Egypt’s chief prosecutor has ordered two new mass trials for 919 suspected Islamists on charges that include murder, despite criticism of an earlier trial that issued death sentences against hundreds of defendants.
Students, most of them Islamists, held protests against the death sentences in several universities, turning into clashes with security forces that left one 18-year-old student dead at Cairo University, the Egyptian health ministry said.
The new trials will be held in Minya province, south of Cairo, where a judge on Monday sentenced 529 defendants to death on charges of killing a police officer during an attack on a police station last summer.
The verdict brought an outcry from rights groups and criticism from the United Nations, European Union and United States over the cursory trial, which lasted only two sessions and in which lawyers said they were denied the right to make their case or question witnesses.
Egyptian authorities are holding a series of mass trials in a crackdown on the Moslem Brotherhood and other supporters of Mohamed Morsi since the military removed him in July last year. Some 16,000 have been arrested over the past months, including most of the Brotherhood’s top leaders.
The new trials bring the total number of defendants in Minya to 2,147 in four trials, including the one in which the verdicts were issued on Monday.
All the trials are connected to a wave of violence in mid-August 2013 after security forces broke up two pro-Morsi sit-ins in Cairo. More than 600 were killed in the sit-in break-up, setting off a backlash of violence as suspected Morsi supporters attacked police stations, government installations and churches in towns around Egypt, leaving hundreds dead.
In one of the new trials, 715 defendants, including the Moslem Brotherhood’s top leader Mohammed Badie, are charged with killing six people and attempted murder of 51 others during attacks on state institutions in the city of Sallamout. Only 160 defendants in this case are in detention.
In the second trial, 204 defendants, also including Badie, face charges of inciting violence.
A judicial official said the same judge who issued the death sentences on Monday will preside over the two new trials. On Tuesday, the same judge, Said Youssef, began another mass trial of 683 defendants, again including Badie, over a separate attack on a police station that killed two policemen.
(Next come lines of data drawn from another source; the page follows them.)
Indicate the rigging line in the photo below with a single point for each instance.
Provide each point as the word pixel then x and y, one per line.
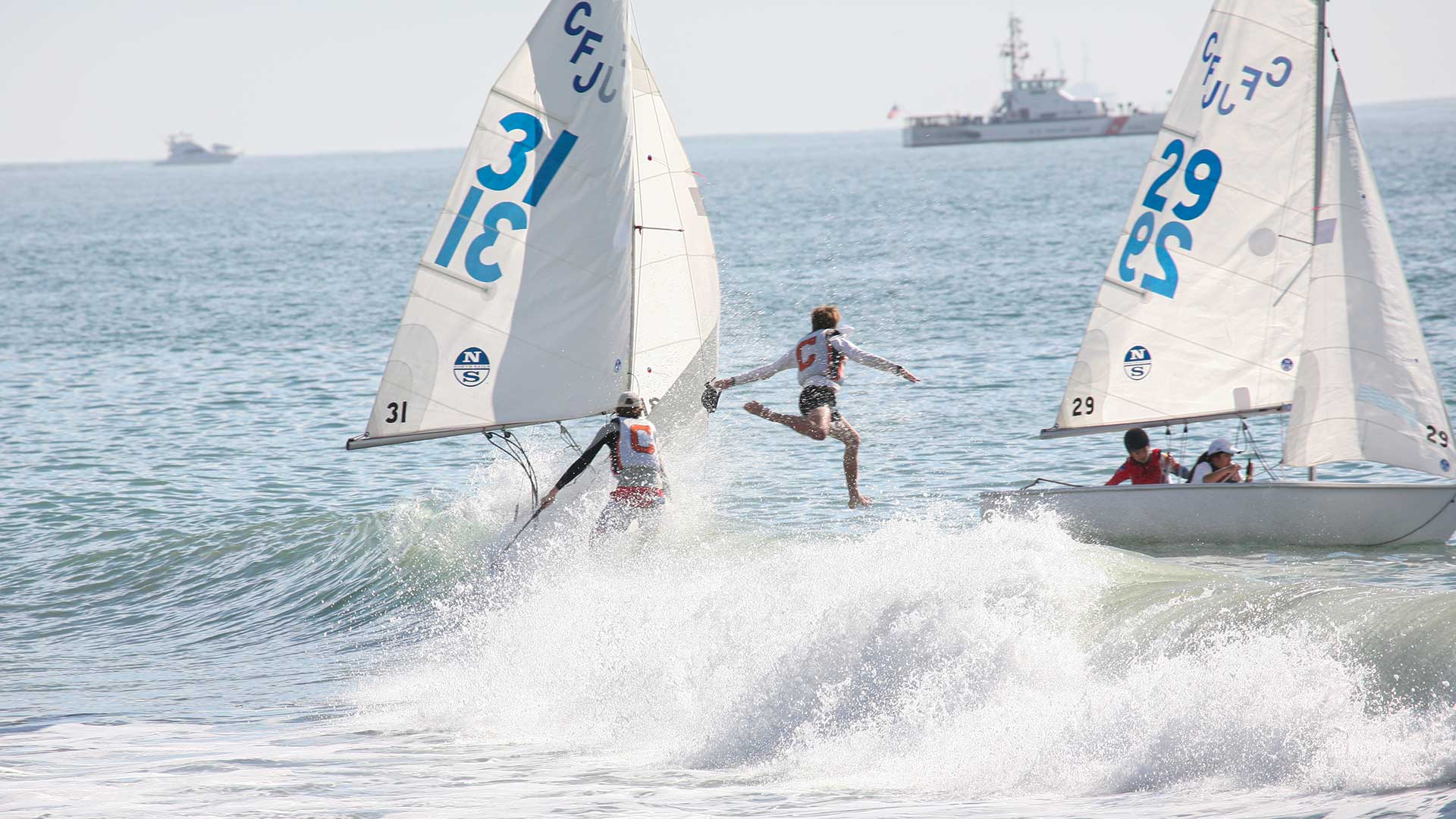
pixel 566 435
pixel 513 447
pixel 1050 482
pixel 1419 528
pixel 1254 445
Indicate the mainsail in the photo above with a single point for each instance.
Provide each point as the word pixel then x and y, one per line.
pixel 539 297
pixel 1366 390
pixel 1203 302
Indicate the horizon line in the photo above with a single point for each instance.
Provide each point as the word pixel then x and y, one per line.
pixel 376 152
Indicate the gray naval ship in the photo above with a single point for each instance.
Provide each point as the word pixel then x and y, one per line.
pixel 182 150
pixel 1033 108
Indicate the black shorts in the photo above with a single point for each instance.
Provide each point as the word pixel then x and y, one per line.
pixel 814 397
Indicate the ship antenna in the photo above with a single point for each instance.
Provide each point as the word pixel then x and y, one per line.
pixel 1015 49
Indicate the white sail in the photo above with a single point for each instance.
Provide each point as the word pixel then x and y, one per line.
pixel 674 346
pixel 1366 390
pixel 1201 306
pixel 522 305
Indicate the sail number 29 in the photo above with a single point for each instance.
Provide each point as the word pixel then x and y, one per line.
pixel 1201 180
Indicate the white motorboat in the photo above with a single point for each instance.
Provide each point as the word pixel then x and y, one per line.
pixel 1235 292
pixel 1031 108
pixel 184 150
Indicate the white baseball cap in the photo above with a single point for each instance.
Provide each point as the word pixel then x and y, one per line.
pixel 1222 445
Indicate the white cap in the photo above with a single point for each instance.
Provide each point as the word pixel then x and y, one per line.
pixel 1222 445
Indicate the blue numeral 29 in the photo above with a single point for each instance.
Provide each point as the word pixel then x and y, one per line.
pixel 530 133
pixel 1142 232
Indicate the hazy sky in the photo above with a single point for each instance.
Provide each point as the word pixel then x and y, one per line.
pixel 109 80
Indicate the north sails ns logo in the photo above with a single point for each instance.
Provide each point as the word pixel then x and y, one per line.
pixel 1138 363
pixel 472 366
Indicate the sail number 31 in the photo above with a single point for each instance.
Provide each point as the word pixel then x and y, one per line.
pixel 530 131
pixel 1201 180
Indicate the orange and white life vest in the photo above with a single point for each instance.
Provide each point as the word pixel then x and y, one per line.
pixel 637 449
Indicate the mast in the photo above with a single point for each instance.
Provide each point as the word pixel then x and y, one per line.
pixel 1015 50
pixel 1320 131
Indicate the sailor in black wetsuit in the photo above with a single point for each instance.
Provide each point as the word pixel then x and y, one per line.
pixel 635 461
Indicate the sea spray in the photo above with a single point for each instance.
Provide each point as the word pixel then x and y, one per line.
pixel 929 654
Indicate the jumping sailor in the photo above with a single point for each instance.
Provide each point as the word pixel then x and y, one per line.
pixel 635 461
pixel 820 360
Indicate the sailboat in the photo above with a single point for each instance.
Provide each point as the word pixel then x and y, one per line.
pixel 1257 275
pixel 573 260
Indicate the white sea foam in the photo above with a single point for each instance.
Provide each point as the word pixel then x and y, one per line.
pixel 929 656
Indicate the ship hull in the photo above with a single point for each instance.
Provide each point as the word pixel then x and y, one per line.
pixel 209 159
pixel 1279 513
pixel 952 133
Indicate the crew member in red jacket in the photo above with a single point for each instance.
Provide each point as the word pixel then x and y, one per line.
pixel 1145 465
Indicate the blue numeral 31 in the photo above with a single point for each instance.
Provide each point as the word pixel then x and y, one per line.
pixel 530 131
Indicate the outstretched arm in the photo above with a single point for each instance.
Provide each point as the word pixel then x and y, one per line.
pixel 785 362
pixel 870 359
pixel 604 436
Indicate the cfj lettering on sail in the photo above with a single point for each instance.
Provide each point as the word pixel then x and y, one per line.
pixel 1276 74
pixel 577 27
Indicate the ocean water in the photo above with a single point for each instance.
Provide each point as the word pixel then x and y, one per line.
pixel 207 608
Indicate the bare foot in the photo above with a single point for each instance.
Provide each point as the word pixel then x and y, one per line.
pixel 756 409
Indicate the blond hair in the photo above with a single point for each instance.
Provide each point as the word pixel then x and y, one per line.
pixel 824 316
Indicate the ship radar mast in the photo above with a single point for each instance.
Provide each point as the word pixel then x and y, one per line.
pixel 1015 50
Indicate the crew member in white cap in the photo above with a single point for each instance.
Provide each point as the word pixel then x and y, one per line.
pixel 635 461
pixel 1216 465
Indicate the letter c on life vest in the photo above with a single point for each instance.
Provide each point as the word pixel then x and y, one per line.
pixel 799 353
pixel 632 433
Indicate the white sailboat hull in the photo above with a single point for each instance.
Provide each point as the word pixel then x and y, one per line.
pixel 1323 515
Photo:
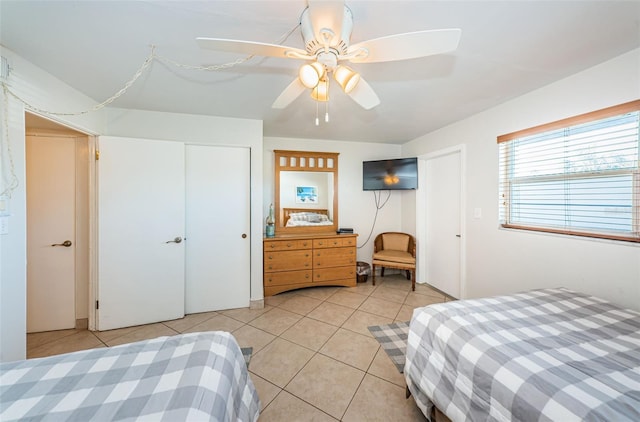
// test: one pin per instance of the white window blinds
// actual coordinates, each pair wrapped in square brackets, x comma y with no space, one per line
[578,176]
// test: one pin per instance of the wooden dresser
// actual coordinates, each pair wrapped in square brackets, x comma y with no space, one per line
[295,261]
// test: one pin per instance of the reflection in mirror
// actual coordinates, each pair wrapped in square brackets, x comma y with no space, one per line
[306,191]
[306,196]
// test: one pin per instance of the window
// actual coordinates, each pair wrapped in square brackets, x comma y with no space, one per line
[578,176]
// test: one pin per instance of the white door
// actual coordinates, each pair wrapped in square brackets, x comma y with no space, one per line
[51,175]
[140,230]
[443,232]
[218,242]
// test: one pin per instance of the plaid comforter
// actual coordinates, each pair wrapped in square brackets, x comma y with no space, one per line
[189,377]
[544,355]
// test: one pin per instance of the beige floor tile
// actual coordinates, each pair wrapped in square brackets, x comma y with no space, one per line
[248,336]
[320,293]
[107,336]
[266,391]
[327,384]
[384,368]
[279,361]
[405,313]
[425,289]
[331,313]
[395,281]
[351,348]
[348,299]
[300,304]
[245,314]
[183,324]
[417,300]
[390,293]
[79,341]
[381,307]
[379,400]
[287,408]
[309,333]
[363,288]
[144,332]
[38,339]
[216,323]
[359,322]
[276,321]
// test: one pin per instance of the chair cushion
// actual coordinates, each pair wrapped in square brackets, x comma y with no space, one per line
[395,241]
[394,256]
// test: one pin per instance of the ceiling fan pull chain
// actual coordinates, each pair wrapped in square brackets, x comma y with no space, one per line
[326,112]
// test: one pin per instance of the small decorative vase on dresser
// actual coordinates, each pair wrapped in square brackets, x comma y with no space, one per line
[296,261]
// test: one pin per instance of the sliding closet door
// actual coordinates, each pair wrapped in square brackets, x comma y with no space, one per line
[140,230]
[218,242]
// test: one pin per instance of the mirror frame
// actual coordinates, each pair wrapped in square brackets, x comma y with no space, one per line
[319,162]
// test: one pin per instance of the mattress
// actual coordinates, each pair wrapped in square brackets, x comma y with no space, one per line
[197,376]
[543,355]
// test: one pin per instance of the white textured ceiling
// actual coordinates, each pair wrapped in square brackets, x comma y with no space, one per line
[507,48]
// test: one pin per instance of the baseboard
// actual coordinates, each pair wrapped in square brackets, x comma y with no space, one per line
[256,304]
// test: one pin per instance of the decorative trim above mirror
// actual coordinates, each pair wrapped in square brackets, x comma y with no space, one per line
[306,191]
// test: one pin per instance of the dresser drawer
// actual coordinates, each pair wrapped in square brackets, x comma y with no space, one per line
[290,260]
[287,244]
[335,273]
[287,277]
[334,257]
[334,242]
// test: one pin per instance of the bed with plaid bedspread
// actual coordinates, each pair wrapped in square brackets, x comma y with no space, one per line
[189,377]
[543,355]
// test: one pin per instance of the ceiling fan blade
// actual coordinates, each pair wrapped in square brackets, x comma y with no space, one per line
[407,46]
[364,95]
[250,48]
[329,15]
[289,94]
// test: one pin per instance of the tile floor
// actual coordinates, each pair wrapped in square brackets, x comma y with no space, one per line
[313,356]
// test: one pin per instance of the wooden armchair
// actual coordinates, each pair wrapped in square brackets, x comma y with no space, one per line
[395,250]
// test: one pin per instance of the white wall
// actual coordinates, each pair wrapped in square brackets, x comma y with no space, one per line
[204,130]
[43,91]
[502,261]
[356,208]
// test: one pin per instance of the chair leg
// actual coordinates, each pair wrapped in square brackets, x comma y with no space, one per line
[413,280]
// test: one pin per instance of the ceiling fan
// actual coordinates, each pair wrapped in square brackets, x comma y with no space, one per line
[326,31]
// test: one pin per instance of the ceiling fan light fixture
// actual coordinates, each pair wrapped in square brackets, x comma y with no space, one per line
[321,91]
[346,77]
[310,74]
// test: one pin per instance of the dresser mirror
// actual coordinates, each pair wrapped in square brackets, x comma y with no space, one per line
[306,192]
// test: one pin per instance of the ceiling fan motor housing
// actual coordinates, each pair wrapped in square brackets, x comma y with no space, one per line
[340,43]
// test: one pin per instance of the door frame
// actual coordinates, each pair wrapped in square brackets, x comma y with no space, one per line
[421,217]
[91,138]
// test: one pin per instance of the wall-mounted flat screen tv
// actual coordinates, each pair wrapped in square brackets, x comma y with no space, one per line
[393,174]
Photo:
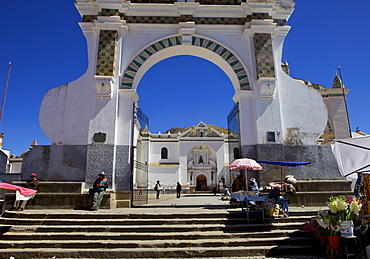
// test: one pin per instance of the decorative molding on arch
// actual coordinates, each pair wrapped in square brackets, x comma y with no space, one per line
[226,54]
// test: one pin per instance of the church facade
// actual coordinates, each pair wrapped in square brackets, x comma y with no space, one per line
[197,158]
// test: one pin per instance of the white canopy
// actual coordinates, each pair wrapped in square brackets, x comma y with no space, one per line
[352,155]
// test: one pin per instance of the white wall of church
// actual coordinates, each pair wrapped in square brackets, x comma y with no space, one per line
[155,152]
[168,175]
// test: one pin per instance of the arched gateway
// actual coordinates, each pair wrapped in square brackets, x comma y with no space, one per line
[91,121]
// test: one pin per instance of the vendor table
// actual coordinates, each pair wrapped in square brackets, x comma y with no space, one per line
[254,205]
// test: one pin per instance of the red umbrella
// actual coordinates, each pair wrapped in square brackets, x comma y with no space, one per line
[245,163]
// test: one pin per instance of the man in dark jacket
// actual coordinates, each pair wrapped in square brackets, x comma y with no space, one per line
[100,186]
Hundreds of largely Islamist university students in a number of universities have protested against the mass death sentences.
At Cairo University, hundreds of students who attempted to take their protest outside the campus were met with volleys of tear gas from police. Khadiga el-Kholy, a student participating in the protest, said the police force gave no warnings before firing the tear gas, sending the students rushing back on campus.